Avec l’industrie, la défense est notre cœur de méti­er. Nos pro­duits ont été conçus pour des usages liés à la sécu­rité et la défense, qu’il s’agisse de recon­nais­sance, d’inspection ou de ren­seigne­ment. Notre stratégie depuis de nom­breuses années est de tra­vailler à dévelop­per la fia­bil­ité et la robustesse de nos sys­tèmes, leur résis­tance aux con­di­tions envi­ron­nemen­tales les plus dures. Nos plus grands suc­cès sont les retours d’expérience très posi­tifs de nos clients qui, un peu partout dans le monde, emploient nos drones sur des théâtres d’opération com­plex­es, des zones de con­flit, et qui en font la promotion. 

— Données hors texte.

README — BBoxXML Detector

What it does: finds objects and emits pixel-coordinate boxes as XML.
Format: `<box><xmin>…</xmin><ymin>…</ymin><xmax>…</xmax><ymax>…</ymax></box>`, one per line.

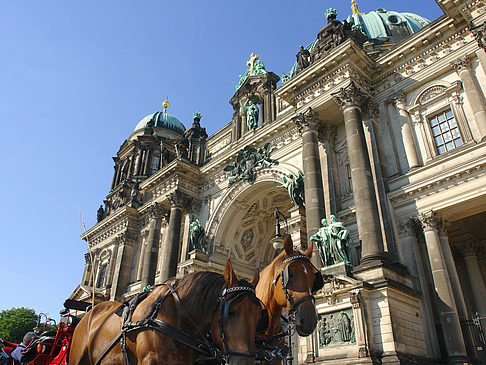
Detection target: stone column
<box><xmin>140</xmin><ymin>203</ymin><xmax>166</xmax><ymax>289</ymax></box>
<box><xmin>418</xmin><ymin>211</ymin><xmax>468</xmax><ymax>362</ymax></box>
<box><xmin>331</xmin><ymin>82</ymin><xmax>386</xmax><ymax>265</ymax></box>
<box><xmin>362</xmin><ymin>103</ymin><xmax>396</xmax><ymax>258</ymax></box>
<box><xmin>439</xmin><ymin>227</ymin><xmax>468</xmax><ymax>319</ymax></box>
<box><xmin>291</xmin><ymin>107</ymin><xmax>326</xmax><ymax>254</ymax></box>
<box><xmin>158</xmin><ymin>190</ymin><xmax>189</xmax><ymax>282</ymax></box>
<box><xmin>397</xmin><ymin>218</ymin><xmax>441</xmax><ymax>358</ymax></box>
<box><xmin>451</xmin><ymin>56</ymin><xmax>486</xmax><ymax>141</ymax></box>
<box><xmin>110</xmin><ymin>232</ymin><xmax>136</xmax><ymax>301</ymax></box>
<box><xmin>392</xmin><ymin>93</ymin><xmax>421</xmax><ymax>169</ymax></box>
<box><xmin>462</xmin><ymin>243</ymin><xmax>486</xmax><ymax>315</ymax></box>
<box><xmin>317</xmin><ymin>122</ymin><xmax>338</xmax><ymax>217</ymax></box>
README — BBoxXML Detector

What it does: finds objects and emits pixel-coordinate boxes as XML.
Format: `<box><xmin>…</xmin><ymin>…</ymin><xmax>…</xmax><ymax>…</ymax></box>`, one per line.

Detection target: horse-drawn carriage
<box><xmin>0</xmin><ymin>300</ymin><xmax>89</xmax><ymax>365</ymax></box>
<box><xmin>2</xmin><ymin>235</ymin><xmax>324</xmax><ymax>365</ymax></box>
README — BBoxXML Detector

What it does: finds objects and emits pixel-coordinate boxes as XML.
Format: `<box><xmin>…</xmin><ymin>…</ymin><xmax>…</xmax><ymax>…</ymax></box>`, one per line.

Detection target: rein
<box><xmin>93</xmin><ymin>280</ymin><xmax>260</xmax><ymax>365</ymax></box>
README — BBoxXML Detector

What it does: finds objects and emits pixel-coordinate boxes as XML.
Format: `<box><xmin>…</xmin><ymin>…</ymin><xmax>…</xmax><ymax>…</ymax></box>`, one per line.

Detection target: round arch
<box><xmin>206</xmin><ymin>165</ymin><xmax>299</xmax><ymax>269</ymax></box>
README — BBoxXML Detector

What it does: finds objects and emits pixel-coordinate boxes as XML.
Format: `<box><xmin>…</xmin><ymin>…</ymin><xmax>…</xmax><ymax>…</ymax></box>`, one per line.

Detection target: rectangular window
<box><xmin>96</xmin><ymin>264</ymin><xmax>107</xmax><ymax>288</ymax></box>
<box><xmin>428</xmin><ymin>110</ymin><xmax>463</xmax><ymax>155</ymax></box>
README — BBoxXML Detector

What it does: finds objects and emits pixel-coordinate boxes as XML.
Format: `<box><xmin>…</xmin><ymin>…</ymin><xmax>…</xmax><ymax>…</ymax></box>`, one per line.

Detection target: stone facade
<box><xmin>71</xmin><ymin>0</ymin><xmax>486</xmax><ymax>363</ymax></box>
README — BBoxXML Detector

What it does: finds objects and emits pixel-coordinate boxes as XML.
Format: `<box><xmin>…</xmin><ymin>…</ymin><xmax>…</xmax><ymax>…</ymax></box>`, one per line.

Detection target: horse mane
<box><xmin>173</xmin><ymin>271</ymin><xmax>226</xmax><ymax>318</ymax></box>
<box><xmin>257</xmin><ymin>250</ymin><xmax>292</xmax><ymax>305</ymax></box>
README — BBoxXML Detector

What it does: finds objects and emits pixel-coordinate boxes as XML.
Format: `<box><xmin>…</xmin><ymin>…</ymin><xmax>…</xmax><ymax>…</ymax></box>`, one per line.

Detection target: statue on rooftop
<box><xmin>296</xmin><ymin>46</ymin><xmax>311</xmax><ymax>71</ymax></box>
<box><xmin>96</xmin><ymin>205</ymin><xmax>104</xmax><ymax>223</ymax></box>
<box><xmin>317</xmin><ymin>8</ymin><xmax>346</xmax><ymax>52</ymax></box>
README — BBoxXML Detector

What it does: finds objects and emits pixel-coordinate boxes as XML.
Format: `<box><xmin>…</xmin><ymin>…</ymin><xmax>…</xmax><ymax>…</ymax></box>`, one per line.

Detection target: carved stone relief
<box><xmin>318</xmin><ymin>308</ymin><xmax>356</xmax><ymax>348</ymax></box>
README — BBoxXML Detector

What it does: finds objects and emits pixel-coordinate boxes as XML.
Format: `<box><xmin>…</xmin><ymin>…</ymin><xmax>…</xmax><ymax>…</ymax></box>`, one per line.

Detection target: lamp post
<box><xmin>271</xmin><ymin>207</ymin><xmax>288</xmax><ymax>250</ymax></box>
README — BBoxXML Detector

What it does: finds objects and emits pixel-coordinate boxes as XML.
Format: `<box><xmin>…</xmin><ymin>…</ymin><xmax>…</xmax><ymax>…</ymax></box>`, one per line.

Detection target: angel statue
<box><xmin>239</xmin><ymin>100</ymin><xmax>259</xmax><ymax>130</ymax></box>
<box><xmin>189</xmin><ymin>219</ymin><xmax>205</xmax><ymax>253</ymax></box>
<box><xmin>278</xmin><ymin>170</ymin><xmax>305</xmax><ymax>208</ymax></box>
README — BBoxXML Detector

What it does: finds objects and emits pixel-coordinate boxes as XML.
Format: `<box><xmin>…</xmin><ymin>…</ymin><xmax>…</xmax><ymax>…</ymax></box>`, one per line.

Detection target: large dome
<box><xmin>346</xmin><ymin>7</ymin><xmax>431</xmax><ymax>43</ymax></box>
<box><xmin>134</xmin><ymin>111</ymin><xmax>186</xmax><ymax>135</ymax></box>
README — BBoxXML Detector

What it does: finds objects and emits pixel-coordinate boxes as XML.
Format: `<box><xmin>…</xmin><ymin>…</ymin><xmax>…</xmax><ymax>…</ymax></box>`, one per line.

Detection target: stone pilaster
<box><xmin>392</xmin><ymin>92</ymin><xmax>421</xmax><ymax>169</ymax></box>
<box><xmin>397</xmin><ymin>217</ymin><xmax>441</xmax><ymax>358</ymax></box>
<box><xmin>462</xmin><ymin>243</ymin><xmax>486</xmax><ymax>315</ymax></box>
<box><xmin>292</xmin><ymin>107</ymin><xmax>326</xmax><ymax>262</ymax></box>
<box><xmin>158</xmin><ymin>190</ymin><xmax>191</xmax><ymax>282</ymax></box>
<box><xmin>110</xmin><ymin>232</ymin><xmax>136</xmax><ymax>300</ymax></box>
<box><xmin>451</xmin><ymin>55</ymin><xmax>486</xmax><ymax>141</ymax></box>
<box><xmin>140</xmin><ymin>203</ymin><xmax>166</xmax><ymax>289</ymax></box>
<box><xmin>317</xmin><ymin>122</ymin><xmax>338</xmax><ymax>217</ymax></box>
<box><xmin>418</xmin><ymin>211</ymin><xmax>468</xmax><ymax>363</ymax></box>
<box><xmin>331</xmin><ymin>82</ymin><xmax>386</xmax><ymax>266</ymax></box>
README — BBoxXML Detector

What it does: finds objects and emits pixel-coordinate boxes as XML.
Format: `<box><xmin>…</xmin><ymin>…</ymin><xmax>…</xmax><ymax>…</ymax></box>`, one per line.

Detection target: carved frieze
<box><xmin>318</xmin><ymin>308</ymin><xmax>356</xmax><ymax>348</ymax></box>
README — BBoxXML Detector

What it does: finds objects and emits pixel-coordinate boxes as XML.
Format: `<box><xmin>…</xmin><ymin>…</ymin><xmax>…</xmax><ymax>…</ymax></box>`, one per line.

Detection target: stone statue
<box><xmin>310</xmin><ymin>215</ymin><xmax>350</xmax><ymax>266</ymax></box>
<box><xmin>176</xmin><ymin>135</ymin><xmax>189</xmax><ymax>157</ymax></box>
<box><xmin>240</xmin><ymin>100</ymin><xmax>259</xmax><ymax>130</ymax></box>
<box><xmin>278</xmin><ymin>171</ymin><xmax>305</xmax><ymax>208</ymax></box>
<box><xmin>96</xmin><ymin>205</ymin><xmax>104</xmax><ymax>223</ymax></box>
<box><xmin>317</xmin><ymin>8</ymin><xmax>346</xmax><ymax>52</ymax></box>
<box><xmin>296</xmin><ymin>45</ymin><xmax>311</xmax><ymax>71</ymax></box>
<box><xmin>189</xmin><ymin>219</ymin><xmax>205</xmax><ymax>252</ymax></box>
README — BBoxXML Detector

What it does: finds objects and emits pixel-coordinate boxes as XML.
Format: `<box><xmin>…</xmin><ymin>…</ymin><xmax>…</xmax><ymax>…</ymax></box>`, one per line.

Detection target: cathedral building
<box><xmin>70</xmin><ymin>0</ymin><xmax>486</xmax><ymax>363</ymax></box>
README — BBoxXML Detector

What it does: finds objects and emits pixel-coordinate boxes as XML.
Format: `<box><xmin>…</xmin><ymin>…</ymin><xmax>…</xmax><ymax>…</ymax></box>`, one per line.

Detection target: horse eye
<box><xmin>288</xmin><ymin>270</ymin><xmax>296</xmax><ymax>279</ymax></box>
<box><xmin>228</xmin><ymin>308</ymin><xmax>238</xmax><ymax>317</ymax></box>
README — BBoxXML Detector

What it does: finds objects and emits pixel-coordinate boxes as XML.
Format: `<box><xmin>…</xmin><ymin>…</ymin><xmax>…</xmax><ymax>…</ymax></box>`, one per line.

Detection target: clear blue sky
<box><xmin>0</xmin><ymin>1</ymin><xmax>443</xmax><ymax>321</ymax></box>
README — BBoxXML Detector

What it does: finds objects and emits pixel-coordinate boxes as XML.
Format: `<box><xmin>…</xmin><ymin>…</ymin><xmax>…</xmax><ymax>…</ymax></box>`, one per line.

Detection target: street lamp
<box><xmin>270</xmin><ymin>207</ymin><xmax>289</xmax><ymax>250</ymax></box>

Sur le marché de la défense, il existe de nom­breux freins à l’adoption opéra­tionnelle de tech­nolo­gies nou­velles comme les drones. Pour exis­ter, l’enjeu est de faire des pro­duits qui don­nent sat­is­fac­tion, pas seule­ment à ceux qui passent des con­trats, mais à ceux qui sont sur le ter­rain et ont nos sys­tèmes entre les mains. Cela prend du temps, mais nous sommes dans une logique de long terme, nous voulons être les lead­ers européens des moyens d’observation aéri­enne à l’horizon 2030.

Quelques mots sur vos drones.

Nous pro­posons deux drones : 

  • L’UX11 : un petit drone de 1.5 kg qu’on peut emporter dans un sac à dos, avec une capac­ité de vol d’une heure et qui peut recon­naître en détail et recon­stru­ire en 3D une zone située à 15 km, de jour comme de nuit ; 
  • Le DT26 : un drone de 15 kg qui peut vol­er 3 heures. Il emporte des boules optron­iques (ou d’autres charges utiles de ren­seigne­ment élec­tro­mag­né­tique, ou encore des Lidar), et tra­vaille dans un ray­on de 50 km. Il est indé­tectable à 200 m et voit dis­tincte­ment ce qu’il se passe à 5 km de lui, de jour et de nuit.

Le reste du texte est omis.